If you hit any issues with Clair feel free to file an issue; we have a lot of folks who have been helping maintain the project.

Some quick feedback from the post and your website. It says there is a quick command to scan my container images but I couldn't find the command. I also signed up but the confirmation URL was a 404 and from "team" with subject "Confirmation email".

In any case really happy to see more people digging into these problems and coming up with new solutions.

Thanks sir! I redesigned my landing page and made it static; forgot to update the confirmation email link.

The command is a standard 'wget/bash' script that you will receive when you login, but it's pretty simple to grok.

I'll send you a new confirmation email soon.


Got it!

This is great research but I think an important point is missed. It may come across that these images are vulnerable because of some intrinsic property of using Docker however this is not the case. What is also important to point out is by adopting Docker this analysis actually becomes easier to do across an organization and similarly mitigation becomes easier as well.

I think another aspect that is missed is that just because you use a vulnerable image doesn't necessarily mean you are at risk of being compromised no matter what other security layers you employ. This gets to the practical scenarios of security operations.

Absolutely agree. I did see some bad practices in the Docker community that I expect to see elsewhere as well. Specifically: reliance on deprecated images and not updating images during build. Thoughts?

I didn't address the implications of software vulnerabilities in respect to other mitigation techniques, however, as it's far outside the scope of the article. I probably should at least add a second addendum though. I'll work on this soon. Thanks!

> by adopting Docker this analysis actually becomes easier to do across an organization and similarly mitigation becomes easier as well

I'm curious what makes you say such analysis and mitigation is easier with docker?

Analysis is easier because you already have a running agent that you can remotely query about deployed software. With regular OS you need to provide such an agent.

I don't know why it's easier to mitigate risks, though. Maybe just because it's easier to run the analysis.

> Analysis is easier because you already have a running agent that you can remotely query about deployed software.

Not sure I buy this. Sure, I can query the docker daemon for what images are running, but that's not enough to tell me which images are vulnerable. I still need to build something to actually scan the images.

Also, on any linux host, I don't need a daemon to tell me about deployed software - the package manager can do just that, and the tool used for scanning in this article appears to just query the package manager, which would work just as well on any linux host outside of docker.

That's correct, vuls queries the package manager for installed packages, versions, and changelogs. It then compares the CVEs found in the changelogs to NVD.
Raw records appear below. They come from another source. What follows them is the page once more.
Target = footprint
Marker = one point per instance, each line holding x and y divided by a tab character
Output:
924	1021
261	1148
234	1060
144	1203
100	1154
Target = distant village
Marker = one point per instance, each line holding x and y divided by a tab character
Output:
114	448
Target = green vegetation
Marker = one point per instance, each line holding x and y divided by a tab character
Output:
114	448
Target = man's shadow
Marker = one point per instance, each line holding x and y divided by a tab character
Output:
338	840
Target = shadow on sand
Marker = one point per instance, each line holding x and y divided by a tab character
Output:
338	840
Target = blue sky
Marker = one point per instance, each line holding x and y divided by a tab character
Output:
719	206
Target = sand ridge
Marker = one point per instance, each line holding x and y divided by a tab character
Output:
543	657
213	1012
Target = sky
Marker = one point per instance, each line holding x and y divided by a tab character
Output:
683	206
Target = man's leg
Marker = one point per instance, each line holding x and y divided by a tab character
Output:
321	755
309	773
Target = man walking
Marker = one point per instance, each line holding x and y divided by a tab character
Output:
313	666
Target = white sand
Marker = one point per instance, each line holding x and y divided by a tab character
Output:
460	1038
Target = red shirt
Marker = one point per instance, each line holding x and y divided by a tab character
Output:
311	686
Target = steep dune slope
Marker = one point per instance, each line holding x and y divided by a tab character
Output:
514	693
There are certainly flaws in this approach; it's one of the reasons we intend to support multiple scanners. We started with vuls because clair wasn't released yet and we wanted to support more than containers.

Are there any dynamic scanners that are designed like Vuls or Clair (I'm assuming they're both static)?

I don't fully understand the question.

clair does static analysis

vuls uses a package manager and changelogs

Are there (any) dynamic analysis options available that would give a report similar in scope to clair or vuls?

> Sure, I can query the docker daemon for what images are running, but that's not enough to tell me which images are vulnerable.

If you can query what images are running, you can tie it with list of deployed software. Then you can compare that list with database of known vulnerabilities; obviously, you'd do the same if you were assessing the host OS without Docker. What's easier is that you already have an API that can be called remotely.

> Also, on any linux host, I don't need a daemon to tell me about deployed software - the package manager can do just that

But you need to get to each of these hosts somehow and get the data out of package manager, so a report can be prepared. This is the part that makes it easier to assess what you have in the case of Docker. Then there is also software that was not installed with OS-supplied package system, because programmers somehow dislike those and work around them with virtualenv or npm-du-jour.

> [...] the tool used for scanning in this article appears to just query the package manager, which would work just as well on any linux host outside of docker.

I haven't read the article, but most probably you're right.

The conversion of package version numbers to vulnerabilities is perilous and incredibly complicated. That's one of the most significant challenges that we want to solve, which is even more pressing considering how badly the CVE ecosystem is breaking down.

Note that an image containing vulnerable binaries is not the same thing as an exploitable cointainer. A container derived from a full OS like Ubuntu will have many binaries to provide a standard environment, but most of them will never be touched by the running program. That year-old image might have a vulnerable Perl version, but nothing in the container even runs Perl, so it's a non-issue.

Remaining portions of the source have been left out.